Details about the study, which was successfully conducted on an animal model, are published in the Journal of Investigative Dermatology online edition.
Behind the healing is a drug laden with tiny gel capsules—nanoparticles. Within the nanoparticles are molecules of silencing RNA (siRNAs) that shut down the enzyme known as fidgeting-like 2 (FL2). This FL2 enzyme restricts skin cells from moving into a damaged area of tissue to conduct healing. By inhibiting the effects of FL2, skin cells are able to reach wounds quickly and accelerate healing.
According to the college’s media release, Sharp and colleagues discovered that healing among subjects that received the nanoparticle treatment occurred at rates up to twice as fast as control subjects that received no treatment. The nanoparticles with their siRNA cargoes were tested by topically applying them to mice with either skin excisions or burns. In both cases, the wounds closed more than twice as fast as in untreated controls.
“Not only did the cells move into the wounds faster, but they knew what to do when they got there,” Sharp observes. “We saw normal, well-orchestrated regeneration of tissue, including hair follicles and the skin’s supportive collagen network.”

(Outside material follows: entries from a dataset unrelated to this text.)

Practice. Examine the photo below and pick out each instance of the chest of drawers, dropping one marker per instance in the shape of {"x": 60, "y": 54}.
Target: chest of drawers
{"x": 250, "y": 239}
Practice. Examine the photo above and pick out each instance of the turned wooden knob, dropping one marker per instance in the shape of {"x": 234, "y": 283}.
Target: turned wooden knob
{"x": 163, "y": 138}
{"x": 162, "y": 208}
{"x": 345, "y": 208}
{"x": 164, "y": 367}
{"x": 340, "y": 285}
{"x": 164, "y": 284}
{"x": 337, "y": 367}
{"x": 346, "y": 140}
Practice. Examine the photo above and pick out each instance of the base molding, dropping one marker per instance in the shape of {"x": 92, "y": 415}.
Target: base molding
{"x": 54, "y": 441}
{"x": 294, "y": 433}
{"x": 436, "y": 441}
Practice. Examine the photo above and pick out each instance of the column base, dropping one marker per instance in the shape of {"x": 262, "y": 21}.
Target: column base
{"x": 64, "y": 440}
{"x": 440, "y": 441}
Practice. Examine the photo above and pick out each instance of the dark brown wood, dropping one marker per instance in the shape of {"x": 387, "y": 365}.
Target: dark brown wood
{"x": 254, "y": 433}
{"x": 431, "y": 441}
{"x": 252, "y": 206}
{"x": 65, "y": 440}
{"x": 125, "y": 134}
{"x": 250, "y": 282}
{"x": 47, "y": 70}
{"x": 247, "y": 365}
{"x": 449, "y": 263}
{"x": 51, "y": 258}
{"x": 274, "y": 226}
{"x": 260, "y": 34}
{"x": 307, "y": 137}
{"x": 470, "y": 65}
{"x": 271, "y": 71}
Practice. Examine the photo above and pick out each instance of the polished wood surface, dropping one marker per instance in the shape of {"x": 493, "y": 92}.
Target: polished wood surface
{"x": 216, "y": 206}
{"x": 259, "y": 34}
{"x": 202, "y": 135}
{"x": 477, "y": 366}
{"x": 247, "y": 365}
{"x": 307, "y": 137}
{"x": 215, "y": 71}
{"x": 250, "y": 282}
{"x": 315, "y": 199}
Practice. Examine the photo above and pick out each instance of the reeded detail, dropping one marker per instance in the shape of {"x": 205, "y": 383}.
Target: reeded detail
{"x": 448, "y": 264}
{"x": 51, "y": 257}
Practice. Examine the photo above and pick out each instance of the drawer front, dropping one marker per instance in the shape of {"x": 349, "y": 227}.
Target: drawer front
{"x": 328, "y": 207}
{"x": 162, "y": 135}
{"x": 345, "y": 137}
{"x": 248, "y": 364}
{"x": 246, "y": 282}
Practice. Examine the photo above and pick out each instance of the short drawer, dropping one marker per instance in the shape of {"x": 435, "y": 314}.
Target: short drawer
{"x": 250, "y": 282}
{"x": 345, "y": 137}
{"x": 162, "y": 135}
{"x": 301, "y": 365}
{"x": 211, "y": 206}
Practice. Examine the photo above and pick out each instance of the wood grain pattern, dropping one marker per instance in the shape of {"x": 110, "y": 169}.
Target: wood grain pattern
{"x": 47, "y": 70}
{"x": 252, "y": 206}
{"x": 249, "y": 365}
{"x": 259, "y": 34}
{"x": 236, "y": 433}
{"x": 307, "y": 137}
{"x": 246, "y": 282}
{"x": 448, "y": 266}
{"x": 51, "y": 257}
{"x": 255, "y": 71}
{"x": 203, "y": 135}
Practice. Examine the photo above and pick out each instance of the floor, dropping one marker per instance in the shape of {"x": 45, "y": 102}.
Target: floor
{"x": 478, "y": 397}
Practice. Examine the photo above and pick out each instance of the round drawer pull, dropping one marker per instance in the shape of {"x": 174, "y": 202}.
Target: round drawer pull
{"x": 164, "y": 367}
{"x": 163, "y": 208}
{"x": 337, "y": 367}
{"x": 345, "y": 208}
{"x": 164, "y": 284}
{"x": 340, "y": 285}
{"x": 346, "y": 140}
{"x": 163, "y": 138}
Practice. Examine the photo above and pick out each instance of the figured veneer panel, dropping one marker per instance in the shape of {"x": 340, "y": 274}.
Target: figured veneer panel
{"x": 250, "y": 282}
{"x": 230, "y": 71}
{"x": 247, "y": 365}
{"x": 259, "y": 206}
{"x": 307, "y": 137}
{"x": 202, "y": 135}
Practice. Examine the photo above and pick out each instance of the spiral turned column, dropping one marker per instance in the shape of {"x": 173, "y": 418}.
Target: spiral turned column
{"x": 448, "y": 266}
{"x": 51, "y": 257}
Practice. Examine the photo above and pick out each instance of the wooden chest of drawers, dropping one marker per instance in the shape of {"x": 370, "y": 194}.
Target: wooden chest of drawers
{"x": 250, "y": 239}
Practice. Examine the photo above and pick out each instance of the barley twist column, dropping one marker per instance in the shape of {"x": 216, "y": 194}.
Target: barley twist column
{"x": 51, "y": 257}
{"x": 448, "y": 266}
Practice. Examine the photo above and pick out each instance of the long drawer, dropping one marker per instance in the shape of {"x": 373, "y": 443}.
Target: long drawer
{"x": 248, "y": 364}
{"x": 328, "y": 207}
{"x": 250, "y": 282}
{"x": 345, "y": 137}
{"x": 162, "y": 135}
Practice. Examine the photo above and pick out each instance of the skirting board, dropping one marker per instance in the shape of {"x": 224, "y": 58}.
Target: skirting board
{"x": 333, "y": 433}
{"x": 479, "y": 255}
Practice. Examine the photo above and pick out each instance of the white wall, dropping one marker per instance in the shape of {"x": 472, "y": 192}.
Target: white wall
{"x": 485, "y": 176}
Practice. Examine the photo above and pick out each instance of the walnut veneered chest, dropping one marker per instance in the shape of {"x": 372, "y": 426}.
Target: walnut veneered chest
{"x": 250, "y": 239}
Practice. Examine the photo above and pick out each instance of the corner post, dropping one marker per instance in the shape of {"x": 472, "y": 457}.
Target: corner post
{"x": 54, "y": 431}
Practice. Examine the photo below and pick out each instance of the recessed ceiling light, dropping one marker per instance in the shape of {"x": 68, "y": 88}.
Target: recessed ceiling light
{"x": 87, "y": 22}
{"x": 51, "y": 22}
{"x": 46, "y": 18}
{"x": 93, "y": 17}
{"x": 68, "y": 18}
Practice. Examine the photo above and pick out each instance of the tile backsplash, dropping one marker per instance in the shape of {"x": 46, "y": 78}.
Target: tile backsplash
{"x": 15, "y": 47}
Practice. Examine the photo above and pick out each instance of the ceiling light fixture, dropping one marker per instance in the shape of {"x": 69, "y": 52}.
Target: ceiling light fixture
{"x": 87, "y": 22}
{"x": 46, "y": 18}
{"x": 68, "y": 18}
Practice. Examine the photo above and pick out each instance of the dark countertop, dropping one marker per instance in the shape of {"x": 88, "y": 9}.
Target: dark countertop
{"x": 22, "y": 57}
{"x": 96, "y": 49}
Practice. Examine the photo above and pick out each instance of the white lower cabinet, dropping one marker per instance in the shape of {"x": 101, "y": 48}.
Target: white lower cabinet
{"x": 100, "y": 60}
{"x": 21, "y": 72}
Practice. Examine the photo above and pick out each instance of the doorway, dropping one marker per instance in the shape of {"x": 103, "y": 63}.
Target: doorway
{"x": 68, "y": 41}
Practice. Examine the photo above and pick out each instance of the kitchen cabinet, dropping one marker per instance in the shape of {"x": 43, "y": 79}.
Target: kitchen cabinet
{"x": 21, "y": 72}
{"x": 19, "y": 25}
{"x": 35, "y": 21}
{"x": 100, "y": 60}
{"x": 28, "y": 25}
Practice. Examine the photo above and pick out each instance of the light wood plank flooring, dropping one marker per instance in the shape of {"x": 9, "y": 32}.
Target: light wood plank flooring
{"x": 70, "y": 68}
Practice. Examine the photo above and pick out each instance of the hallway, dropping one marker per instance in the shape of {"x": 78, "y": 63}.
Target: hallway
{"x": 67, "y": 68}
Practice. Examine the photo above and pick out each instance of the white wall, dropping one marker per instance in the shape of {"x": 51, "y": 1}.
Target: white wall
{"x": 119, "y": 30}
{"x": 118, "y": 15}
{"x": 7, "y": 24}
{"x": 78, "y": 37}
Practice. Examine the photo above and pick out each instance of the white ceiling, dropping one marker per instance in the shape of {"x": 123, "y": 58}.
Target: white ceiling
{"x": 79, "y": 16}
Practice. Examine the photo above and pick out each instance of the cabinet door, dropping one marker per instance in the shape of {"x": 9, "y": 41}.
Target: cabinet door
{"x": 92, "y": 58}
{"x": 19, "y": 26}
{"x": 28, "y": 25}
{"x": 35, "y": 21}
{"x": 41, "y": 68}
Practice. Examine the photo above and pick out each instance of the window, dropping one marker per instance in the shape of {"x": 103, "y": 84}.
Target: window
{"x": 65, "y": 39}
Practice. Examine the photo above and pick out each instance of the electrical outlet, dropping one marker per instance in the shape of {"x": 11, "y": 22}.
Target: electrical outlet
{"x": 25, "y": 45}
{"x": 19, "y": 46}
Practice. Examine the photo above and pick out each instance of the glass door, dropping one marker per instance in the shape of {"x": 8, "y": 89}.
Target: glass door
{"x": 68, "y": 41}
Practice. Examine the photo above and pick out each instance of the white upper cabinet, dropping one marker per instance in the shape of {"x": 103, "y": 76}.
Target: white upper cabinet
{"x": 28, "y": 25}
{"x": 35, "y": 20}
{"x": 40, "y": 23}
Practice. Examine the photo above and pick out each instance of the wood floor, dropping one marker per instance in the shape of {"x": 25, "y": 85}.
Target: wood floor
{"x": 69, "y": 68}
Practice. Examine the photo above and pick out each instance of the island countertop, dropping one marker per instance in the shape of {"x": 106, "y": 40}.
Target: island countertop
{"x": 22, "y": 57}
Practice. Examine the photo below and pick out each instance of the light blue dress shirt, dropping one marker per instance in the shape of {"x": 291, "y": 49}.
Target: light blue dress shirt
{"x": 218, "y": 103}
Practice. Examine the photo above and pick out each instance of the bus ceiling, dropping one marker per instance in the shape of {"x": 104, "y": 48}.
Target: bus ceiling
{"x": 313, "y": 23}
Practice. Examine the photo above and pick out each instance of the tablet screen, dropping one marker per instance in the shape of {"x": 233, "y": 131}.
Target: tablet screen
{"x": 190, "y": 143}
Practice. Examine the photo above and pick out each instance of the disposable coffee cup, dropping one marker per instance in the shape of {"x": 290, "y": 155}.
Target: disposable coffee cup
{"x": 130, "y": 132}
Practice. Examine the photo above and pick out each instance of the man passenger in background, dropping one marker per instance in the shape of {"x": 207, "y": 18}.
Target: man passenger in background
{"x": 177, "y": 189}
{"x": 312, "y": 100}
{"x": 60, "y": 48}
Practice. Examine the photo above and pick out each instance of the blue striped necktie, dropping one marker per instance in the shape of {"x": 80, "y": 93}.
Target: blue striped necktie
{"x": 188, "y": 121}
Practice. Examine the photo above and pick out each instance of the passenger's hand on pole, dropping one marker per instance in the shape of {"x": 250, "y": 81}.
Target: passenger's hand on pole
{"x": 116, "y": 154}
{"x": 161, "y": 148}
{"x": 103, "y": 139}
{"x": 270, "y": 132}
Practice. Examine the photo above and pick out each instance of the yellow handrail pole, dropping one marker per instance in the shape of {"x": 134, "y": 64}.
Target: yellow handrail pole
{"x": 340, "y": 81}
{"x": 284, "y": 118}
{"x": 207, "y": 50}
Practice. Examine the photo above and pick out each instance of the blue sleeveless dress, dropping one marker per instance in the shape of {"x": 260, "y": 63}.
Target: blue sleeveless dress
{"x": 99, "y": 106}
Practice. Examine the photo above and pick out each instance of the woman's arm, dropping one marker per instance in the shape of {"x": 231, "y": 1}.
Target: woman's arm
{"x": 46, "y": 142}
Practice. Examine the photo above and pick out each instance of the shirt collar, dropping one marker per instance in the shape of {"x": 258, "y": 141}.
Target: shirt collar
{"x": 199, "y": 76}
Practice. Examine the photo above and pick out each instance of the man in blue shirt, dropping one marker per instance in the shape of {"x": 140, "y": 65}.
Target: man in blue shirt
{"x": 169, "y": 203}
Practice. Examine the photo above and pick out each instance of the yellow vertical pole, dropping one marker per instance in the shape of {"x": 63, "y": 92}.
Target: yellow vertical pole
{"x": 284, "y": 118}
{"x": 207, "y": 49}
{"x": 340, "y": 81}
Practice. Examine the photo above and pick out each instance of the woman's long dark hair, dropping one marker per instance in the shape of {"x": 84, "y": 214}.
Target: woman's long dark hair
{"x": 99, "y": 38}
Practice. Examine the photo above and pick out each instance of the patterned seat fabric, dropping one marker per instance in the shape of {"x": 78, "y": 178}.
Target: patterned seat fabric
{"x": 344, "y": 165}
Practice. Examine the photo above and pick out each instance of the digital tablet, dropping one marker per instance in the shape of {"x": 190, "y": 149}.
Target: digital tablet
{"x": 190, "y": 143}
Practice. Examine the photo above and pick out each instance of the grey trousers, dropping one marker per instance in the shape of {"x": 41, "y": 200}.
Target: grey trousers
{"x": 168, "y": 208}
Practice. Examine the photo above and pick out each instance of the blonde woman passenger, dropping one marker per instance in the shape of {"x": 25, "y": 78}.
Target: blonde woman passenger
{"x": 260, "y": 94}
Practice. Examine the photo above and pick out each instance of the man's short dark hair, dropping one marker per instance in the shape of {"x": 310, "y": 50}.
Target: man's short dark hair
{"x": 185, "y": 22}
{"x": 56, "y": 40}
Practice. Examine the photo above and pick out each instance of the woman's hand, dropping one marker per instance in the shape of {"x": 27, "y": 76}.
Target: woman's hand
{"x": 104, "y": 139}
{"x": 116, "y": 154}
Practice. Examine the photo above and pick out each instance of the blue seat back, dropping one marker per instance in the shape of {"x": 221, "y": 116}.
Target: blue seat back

Sharp reportedly plans to soon move testing of the nanoparticle therapy to pigs, which have skin characteristics similar to humans. The paper, published online March 10, is titled “Fidgetin-like 2: a Novel Microtubule-Based Regulator of Wound Healing.” Others who contributed to the study include: Rabab Charafeddine, PhD candidate; Joy Makdisi, MD student; David Schairer, MD; Brian O’Rourke, PhD; Juan D. Diaz-Valencia, PhD; Jason Chouake, MD student; Allison Kutner, MD; Aimee Krausz, MD student; Brandon Adler, MD student; Parimala Nacharaju, PhD; Hongying Liang; Suranjana Mukherjee, PhD candidate; and Joshua Nosanchuk, MD.